Formoso enfeita festa natalina do europeu

12/12/2007

Formoso enfeita festa natalina do europeu

 

A tradição é secular. Não se concebe uma ceia de Natal e fim de ano sem um multicolorido arranjo de frutas.
Dentre as variedades consideradas exóticas, aparecem as mangas brasileiras, que também vão enfeitar as ceias natalinas de franceses, portugueses, alemães, holandeses e ingleses.
Elas foram encomendadas e preparadas para atender à demanda de frutas para as festas de final de ano.
Na fazenda Rio Real, dona de um lote empresarial no Distrito de Irrigação Formoso, município de Bom Jesus da Lapa, oeste do Estado, tudo foi programado com antecedência, desde os produtos aplicados até a quantidade de água disponibilizada para as árvores. Para estar apta a ser comercializada ao mercado externo, a fruta necessariamente deve ter o acompanhamento de um técnico agrícola e um engenheiro agrônomo, que é quem assina o Certificado Fitossanitário (CFO).
Outros cuidados são exigidos, como a embalagem individual das frutas em papel para o transporte em caixas de plástico até a packing house.
Lá as frutas são lavadas, secas e enceradas. Depois são classificadas manualmente, antes de serem embaladas em caixas de papelão, sendo separadas por peso. Para viajarem até o porto e o destino final, seguem em contêineres, refrigerados a 8º C.
Há três anos, a empresa exporta mangas da variedade Tommy Atkins para a Europa. De acordo com seu proprietário, que também é prefeito de Bom Jesus da Lapa, Roberto Maia (PMDB), “este ano, com a viabilização de uma packing house dentro do distrito para o processamento obrigatório em frutas destinadas à exportação, ficaram mais fáceis os procedimentos para enviar frutas ao mercado externo”, diz.
Até o ano passado, ele enviava as mangas para a região de Juazeiro, a uma distância de 900 km, para o processamento das frutas, antes de seguirem em contêineres para o porto de Salvador.

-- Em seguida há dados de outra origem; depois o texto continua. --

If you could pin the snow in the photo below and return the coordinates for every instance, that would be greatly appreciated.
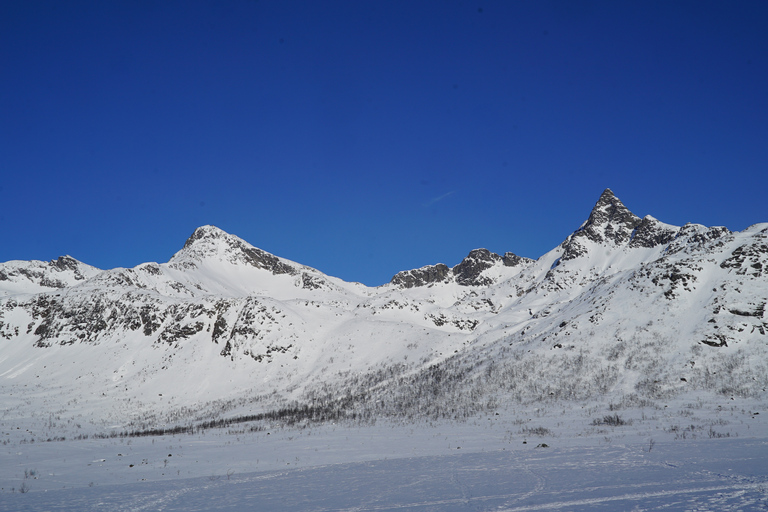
(436, 397)
(441, 467)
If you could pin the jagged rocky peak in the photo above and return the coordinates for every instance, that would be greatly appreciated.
(609, 222)
(210, 242)
(206, 233)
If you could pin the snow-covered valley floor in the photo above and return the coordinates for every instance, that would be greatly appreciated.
(712, 458)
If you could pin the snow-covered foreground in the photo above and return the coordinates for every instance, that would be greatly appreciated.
(483, 464)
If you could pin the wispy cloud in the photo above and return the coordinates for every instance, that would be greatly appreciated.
(438, 199)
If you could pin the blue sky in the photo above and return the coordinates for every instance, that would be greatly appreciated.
(365, 138)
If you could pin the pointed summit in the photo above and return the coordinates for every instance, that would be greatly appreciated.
(610, 222)
(206, 232)
(211, 243)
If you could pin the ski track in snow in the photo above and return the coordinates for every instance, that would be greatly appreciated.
(699, 475)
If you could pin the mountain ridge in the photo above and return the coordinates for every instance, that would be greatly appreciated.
(620, 308)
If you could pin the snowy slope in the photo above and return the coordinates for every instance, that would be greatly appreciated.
(625, 309)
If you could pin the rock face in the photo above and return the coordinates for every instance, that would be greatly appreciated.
(610, 222)
(652, 233)
(470, 272)
(207, 241)
(618, 291)
(423, 276)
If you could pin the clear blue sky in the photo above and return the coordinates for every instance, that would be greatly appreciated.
(367, 137)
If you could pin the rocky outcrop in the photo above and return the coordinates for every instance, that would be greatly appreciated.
(610, 222)
(422, 276)
(467, 273)
(652, 233)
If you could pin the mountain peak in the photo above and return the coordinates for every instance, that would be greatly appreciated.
(210, 242)
(609, 222)
(206, 232)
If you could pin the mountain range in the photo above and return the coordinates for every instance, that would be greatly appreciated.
(626, 309)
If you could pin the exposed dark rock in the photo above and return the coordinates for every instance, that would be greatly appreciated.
(422, 276)
(652, 233)
(610, 221)
(468, 271)
(239, 251)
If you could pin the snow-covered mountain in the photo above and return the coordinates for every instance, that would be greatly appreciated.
(628, 309)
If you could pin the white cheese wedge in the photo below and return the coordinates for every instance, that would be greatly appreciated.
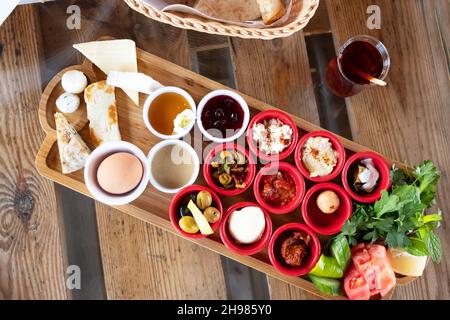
(202, 223)
(247, 225)
(112, 55)
(102, 113)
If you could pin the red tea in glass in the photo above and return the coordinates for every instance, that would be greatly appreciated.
(359, 58)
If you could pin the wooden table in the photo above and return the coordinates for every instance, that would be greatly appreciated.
(45, 228)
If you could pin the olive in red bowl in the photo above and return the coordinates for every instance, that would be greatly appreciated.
(326, 208)
(196, 211)
(279, 187)
(229, 170)
(294, 249)
(365, 176)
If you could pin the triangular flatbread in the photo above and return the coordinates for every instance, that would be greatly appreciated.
(112, 55)
(73, 151)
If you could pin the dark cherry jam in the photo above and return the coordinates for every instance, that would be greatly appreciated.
(224, 114)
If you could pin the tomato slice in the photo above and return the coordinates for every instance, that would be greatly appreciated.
(372, 263)
(355, 286)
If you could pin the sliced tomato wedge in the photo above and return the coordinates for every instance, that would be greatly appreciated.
(355, 286)
(371, 261)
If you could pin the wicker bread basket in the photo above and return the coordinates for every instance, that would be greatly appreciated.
(302, 11)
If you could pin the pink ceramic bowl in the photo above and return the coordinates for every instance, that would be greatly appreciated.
(293, 172)
(267, 115)
(337, 145)
(384, 182)
(175, 204)
(244, 249)
(275, 250)
(208, 174)
(326, 224)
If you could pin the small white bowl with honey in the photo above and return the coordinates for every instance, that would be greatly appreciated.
(169, 113)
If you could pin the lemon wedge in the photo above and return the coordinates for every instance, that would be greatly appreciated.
(406, 264)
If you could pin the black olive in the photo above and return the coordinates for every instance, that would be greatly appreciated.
(228, 103)
(184, 211)
(219, 113)
(220, 124)
(234, 117)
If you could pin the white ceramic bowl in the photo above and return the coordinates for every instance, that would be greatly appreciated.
(93, 162)
(148, 104)
(236, 97)
(188, 149)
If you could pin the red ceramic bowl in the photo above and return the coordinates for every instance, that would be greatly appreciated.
(244, 249)
(326, 224)
(208, 175)
(337, 145)
(384, 182)
(267, 115)
(174, 205)
(275, 247)
(293, 172)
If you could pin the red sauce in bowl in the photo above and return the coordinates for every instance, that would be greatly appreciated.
(278, 189)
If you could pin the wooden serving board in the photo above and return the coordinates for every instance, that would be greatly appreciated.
(152, 206)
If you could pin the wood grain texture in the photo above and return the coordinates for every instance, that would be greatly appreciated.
(320, 23)
(31, 249)
(152, 205)
(407, 120)
(278, 72)
(129, 246)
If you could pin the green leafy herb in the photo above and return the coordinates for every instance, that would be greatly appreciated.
(399, 218)
(327, 285)
(341, 251)
(327, 267)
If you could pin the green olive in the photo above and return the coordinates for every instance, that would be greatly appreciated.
(240, 158)
(225, 154)
(204, 200)
(225, 179)
(188, 224)
(212, 214)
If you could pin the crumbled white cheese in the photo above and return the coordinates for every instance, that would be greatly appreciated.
(273, 136)
(369, 176)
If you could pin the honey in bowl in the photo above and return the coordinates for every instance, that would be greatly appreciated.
(164, 109)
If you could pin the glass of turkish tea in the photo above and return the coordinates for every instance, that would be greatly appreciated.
(359, 59)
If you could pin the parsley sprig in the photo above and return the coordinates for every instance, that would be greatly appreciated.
(399, 218)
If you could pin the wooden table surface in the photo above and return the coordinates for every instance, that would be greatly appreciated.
(45, 228)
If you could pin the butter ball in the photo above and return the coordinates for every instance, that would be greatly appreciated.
(68, 102)
(328, 202)
(74, 81)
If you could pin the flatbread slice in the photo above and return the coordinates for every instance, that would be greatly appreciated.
(102, 113)
(233, 10)
(73, 151)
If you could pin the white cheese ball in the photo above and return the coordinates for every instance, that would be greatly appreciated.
(74, 81)
(247, 225)
(68, 102)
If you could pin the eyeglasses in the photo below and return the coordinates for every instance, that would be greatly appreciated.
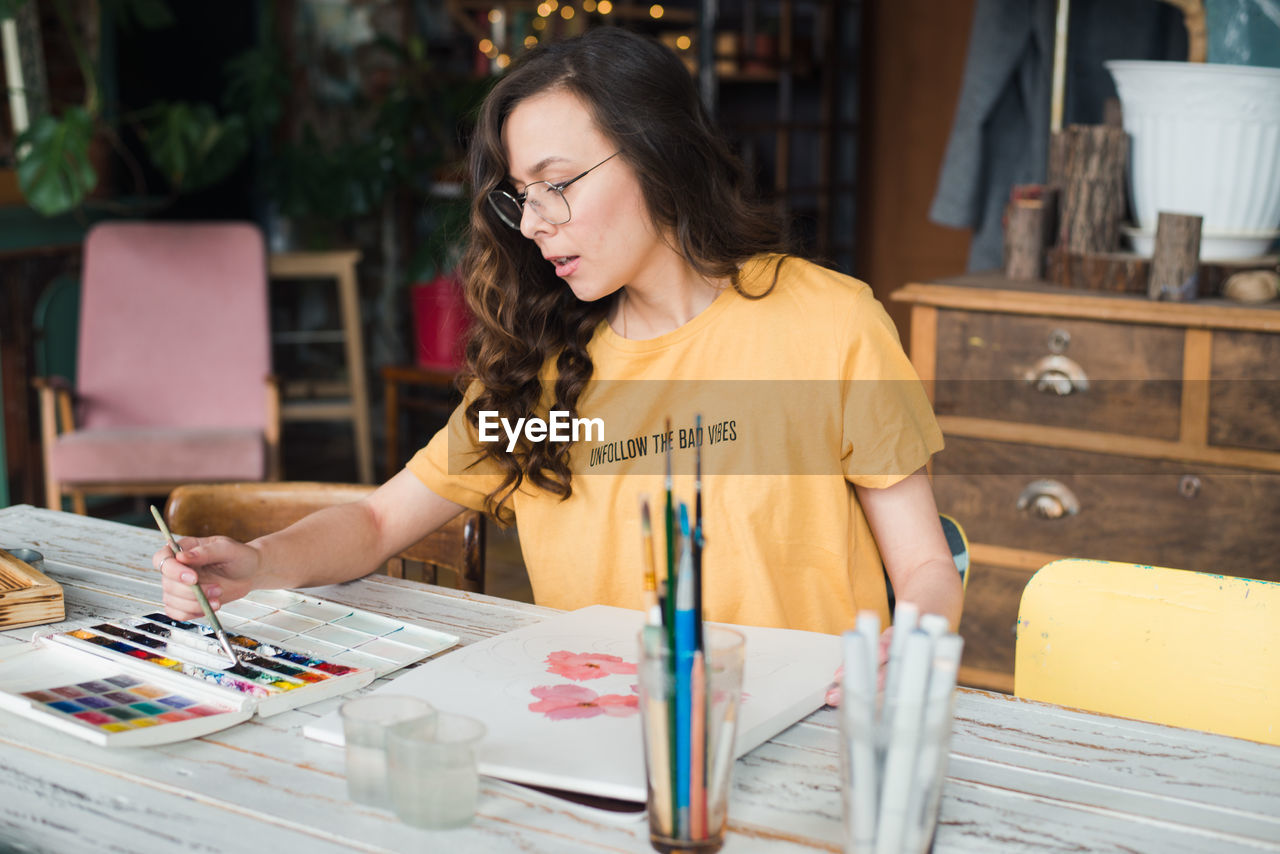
(545, 199)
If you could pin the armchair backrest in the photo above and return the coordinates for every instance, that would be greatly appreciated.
(174, 328)
(1168, 645)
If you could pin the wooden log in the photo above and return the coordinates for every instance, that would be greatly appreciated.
(1129, 273)
(1175, 261)
(1025, 234)
(1088, 161)
(1115, 272)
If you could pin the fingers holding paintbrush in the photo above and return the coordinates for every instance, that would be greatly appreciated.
(197, 590)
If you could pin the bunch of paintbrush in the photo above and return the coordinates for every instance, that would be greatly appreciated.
(676, 713)
(895, 744)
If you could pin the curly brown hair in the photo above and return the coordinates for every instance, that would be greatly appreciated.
(696, 191)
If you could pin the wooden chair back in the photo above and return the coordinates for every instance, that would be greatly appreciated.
(1166, 645)
(247, 510)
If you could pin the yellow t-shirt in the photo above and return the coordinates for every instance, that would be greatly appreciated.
(803, 394)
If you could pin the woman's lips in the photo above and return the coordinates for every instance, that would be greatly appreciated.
(565, 265)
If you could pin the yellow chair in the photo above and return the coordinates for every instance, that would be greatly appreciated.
(1173, 647)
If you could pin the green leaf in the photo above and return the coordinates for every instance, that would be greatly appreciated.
(54, 170)
(147, 14)
(192, 146)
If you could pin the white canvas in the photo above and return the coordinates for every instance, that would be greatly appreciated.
(786, 677)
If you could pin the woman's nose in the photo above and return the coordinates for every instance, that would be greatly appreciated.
(531, 224)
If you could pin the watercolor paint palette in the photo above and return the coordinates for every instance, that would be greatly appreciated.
(154, 680)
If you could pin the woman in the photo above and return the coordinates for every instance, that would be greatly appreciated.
(617, 270)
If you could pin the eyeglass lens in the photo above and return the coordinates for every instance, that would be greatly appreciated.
(542, 197)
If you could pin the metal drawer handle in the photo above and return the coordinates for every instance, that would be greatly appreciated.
(1048, 499)
(1188, 487)
(1057, 375)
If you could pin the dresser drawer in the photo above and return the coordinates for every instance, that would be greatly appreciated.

ÁRABE – Apesar de o mercado europeu já conhecer a manga da Lapa há três anos e, em 2007, ter recebido 12 contêineres de 22 mil quilos, o mercado árabe foi conquistado recentemente e este ano comprou oito contêineres.
A viagem de navio dura 12 dias para a Europa, mais precisamente até o Porto de Roterdã (Holanda), e 21 dias para o Porto de Riad, na Arábia Saudita.
Uma curiosidade observada nesta produção e distribuição é que as frutas menores têm preferência no Oriente Médio e as maiores, na Velha Europa. “Desta forma, temos um maior aproveitamento, com menor índice de descarte”, frisa o gerente da Agrícola Rio Real, Alex Raffaelli.

SUCULENTAS – A uva também é uma das estrelas da temporada. Para a produtora de uva do Projeto de Irrigação Formoso, Elizabete Vellini de Morais e sua equipe, o período é de muito trabalho na colheita e embalagem das frutas. Eles estão colhendo uma safra de 50 mil quilos entre as variedades Itália e Benitaka para suprir parte do mercado de Brasília, onde são distribuídos pela rede Perboni e do mercado regional.
“As plantas vêm sendo preparadas desde 2006 para que as frutas estejam doces e suculentas nos dias de confraternização” diz ela, que também responde pela presidência do conselho administrativo do Distrito de Irrigação Formoso. Em todo o projeto, o cultivo da uva ocupa uma quantia pequena dos lotes, sendo a produção de manga e banana em grande escala dirigida aos mercados interno e externo.

COLHEITA – Elizabete cultiva três hectares de uva Itália e três de Benitaka há oito anos, e reclama do preço do pioneirismo: “Até hoje, pagamos esse custo pela baixa qualificação e disponibilidade de mão-de-obra, bem como dificuldade na aquisição de insumos específicos para a cultura, o que por vezes compromete nossa produtividade”, que é de 30 toneladas/ ano, com duas safras.